Davon ist in dieser neuen Produktion nicht die Spur. Daniel Barenboim, der an der Staatsoper Unter den Linden zu Berlin das Sagen hat und gleichzeitig der Scala als Hauptdirigent verbunden ist – warum diese Kumulation? –, dirigierte «Carmen» so lauwarm, so uninspiriert, dass kaum musikalische Kontur entstehen konnte. Er stützt sich zwar – «Carmen» verfügt ja über eine ausgesprochen komplexe Quellenlage – auf die neue Kritische Ausgabe von Robert Didion, verzichtet also ebenfalls auf die von Ernest Guiraud nachkomponierten Rezitative, doch bleibt sein Zugang zur Partitur weitgehend an der Oberfläche.

Schon das Vorspiel kommt in einem lärmigen, von schallenden Becken übertönten Tutti daher. Das Orchester der Scala, an sich gut bei der Sache, klingt schwer und dick, der farbliche Reiz der Instrumentation ist da natürlich vollkommen dahin. Das Schicksalsmotiv wirkt beiläufig, weil die beiden Bassschläge keine Kraft entwickeln, während die letzten Takte mit ihrer lange hinausgezögerten Auflösung keine Spannung erhalten. Vor einem halben Jahr hat der Dirigent John Eliot Gardiner an der Opéra-Comique in Paris angedeutet, was an dieser Musik alles entdeckt werden kann. Barenboim, vielbeschäftigt und selbstgewiss, hat offenbar weder Zeit noch Interesse, sich mit solchen innovativen Ansätzen zu befassen.

Mehr Profil weist die Produktion im Vokalen auf. Mit Jonas Kaufmann, dessen baritonal gefärbter Tenor auch in dieser Partie glänzt, ist der Don José unserer Tage zur Stelle, mit Erwin Schrott ein etwas weich zeichnender Escamillo, mit Michèle Losier eine helle, aber körperreiche Frasquita.

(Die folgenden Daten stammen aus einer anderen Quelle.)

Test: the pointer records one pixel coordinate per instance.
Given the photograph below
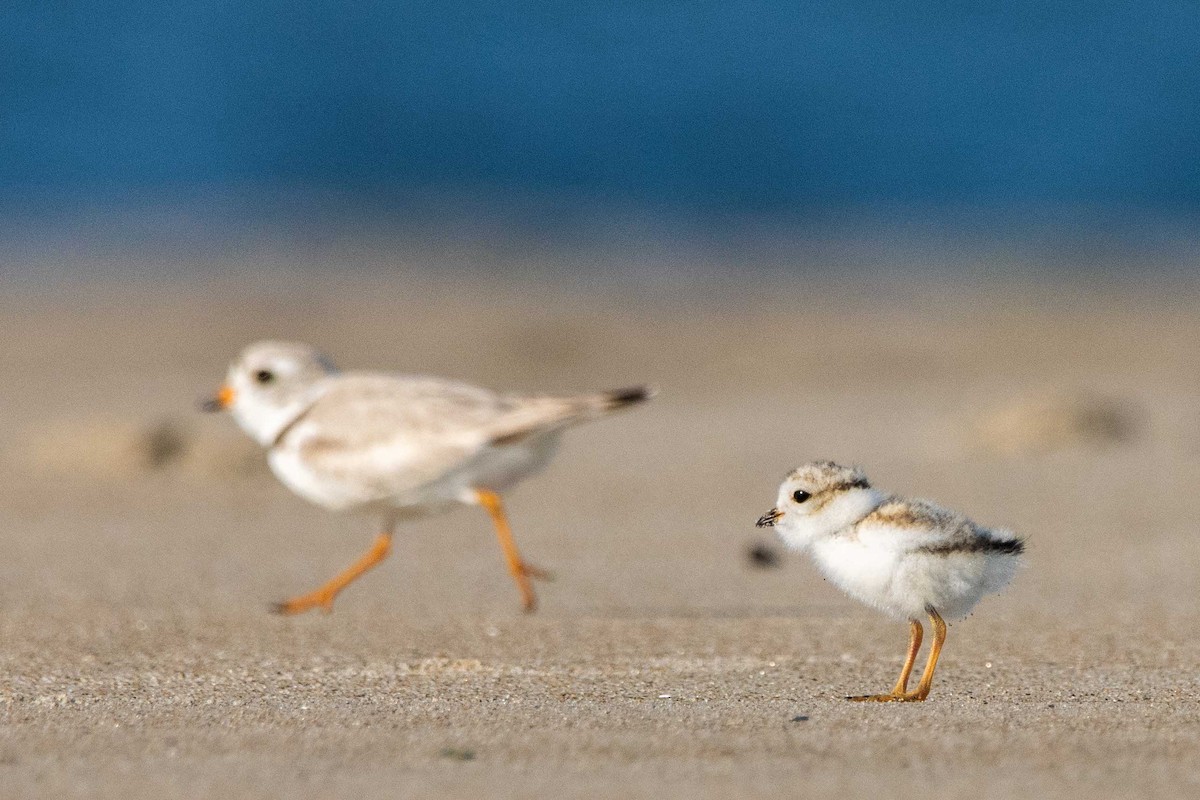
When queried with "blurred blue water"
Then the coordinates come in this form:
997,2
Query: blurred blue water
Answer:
749,107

Für die Titelpartie dagegen wurde die 25-jährige Anita Rachvelishvili aus Georgien engagiert, die, obwohl noch in Ausbildung, schon gut im Geschäft ist. Eine grandiose Stimme. In einer kraftvollen, leicht kehligen Tiefe verankert, steigt sie über einen absolut makellosen Registerwechsel in eine Höhe von strahlendem Volumen. Dass sie szenisch noch unfrei wirkt und ihr die Unergründlichkeit der Titelpartie noch verschlossen bleibt, ist kein Wunder, aber das Potenzial macht Hoffnung.

Sizilianisches Kolorit
Bemerkenswert auch das Operndébut von Emma Dante. Die italienische Theatermacherin, die auch einen Teil ihrer Truppe eingebracht hat, verleiht der Produktion eine Körperlichkeit, die an La Fura dels Baus erinnert. Wild sind diese Frauen – nur zu begreiflich, dass es die Männer da mit der Angst zu tun bekommen. Stark ist auch das Kolorit, aber nicht das spanische, sondern das sizilianische – das auch die ordnungsstiftende Macht des Klerus einschliesst. In der Personenführung bleibt die Inszenierung jedoch konventionell; selbst die heftigste Aktion auf einem Nebenschauplatz kann nicht darüber hinwegtäuschen, dass auch in diesem Fall dekorative Grundhaltung und Rampensingen dominieren. Wer diese Prämisse akzeptiert, kann einen von Richard Peduzzi mit weiten Räumen versehenen, von Dominique Bruguière phantasievoll ausgeleuchteten und von den ausdrucksmächtig sprechenden Kostümen der Regisseurin geprägten Abend erleben. Für das Publikum der Scala war das allerdings schon viel zu ungewöhnlich.